1. I wish to purchase health care products/medications and/or services from Infuserve America, Inc., a privately owned home infusion therapy company.
  2. I attest that my home is suitable for home infusion therapy as I have running water, refrigeration, electricity and a telephone.
  3. I understand that my physician is solely responsible for diagnosing and prescribing drugs and therapy for my condition and otherwise supervising and controlling my medical care. I also understand that Infuserve America, Inc. services do not include diagnostic, prescriptive or other functions typically performed by a licensed physician.
  4. I agree to hold Infuserve America, its employees, representatives, volunteers, team members and agents free from all liability, claim, loss, damage or expense of any kind that may arise out of or is in any way connected to my participation in this service, including any claims based on negligence, action or inaction of any of the above parties.
  5. I hereby authorize my healthcare providers to furnish to an agent of Infuserve America, Inc. any records pertaining to my medical history, services, or treatment, as needed. I further authorize Infuserve America, Inc. to release any medical information to other parties or health agencies involved in my care, or any regulatory or accrediting bodies that may be surveying Infuserve America, Inc.
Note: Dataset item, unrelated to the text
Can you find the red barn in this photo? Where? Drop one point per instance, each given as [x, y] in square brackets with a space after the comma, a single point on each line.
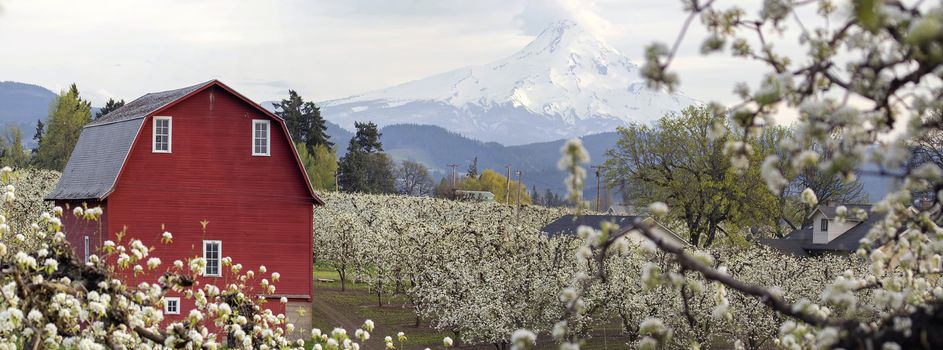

  6. I hereby authorize Infuserve America, Inc. to furnish my insurance carrier(s) or its agent(s) any medical information concerning my medical history, services rendered or treatments, as needed to process claims. I understand Infuserve America does not guarantee that my insurance will pay for my services, but they will bill my insurance company as a courtesy to me.
  7. I assign and transfer to Infuserve America, Inc. any and all rights to receive any insurance benefits otherwise payable to me for products or services provided by Infuserve America, Inc. I authorize my insurance company(ies) to furnish to any agent of Infuserve America, Inc. any and all information pertaining to my insurance benefits and status of claims submitted by Infuserve America, Inc. I understand I must sign the acknowledgement form, which allows my insurance company to make payments directly to Infuserve America.
  8. Insurance payments are normally made within 30-60 days from time of billing. If my insurance company has not made payment within 60 days, Infuserve America will not take further action unless I specifically request it.
  9. In the event that any insurance carrier does not accept “assignment of benefits,” I understand that all correspondence and payments for Infuserve America, Inc. may be sent directly to me. I agree that when such payments are received, I will hold them in trust for Infuserve America, Inc. for payment of my bill.
  10. I understand that I can make payment for services by either personal check, or by endorsing the insurance payment by writing “pay to the order of Infuserve America, Inc.” and my signature. In the event that the insurance payment is less than the outstanding bill, I understand that I will be personally responsible for the difference.
  11. I also grant the right to Infuserve America, Inc. to obtain a copy of the insured’s policy from the insurer if necessary.
  12. Should Infuserve be able to recover payment from my insurance, I understand Infuserve will reimburse me for corresponding payments I have made.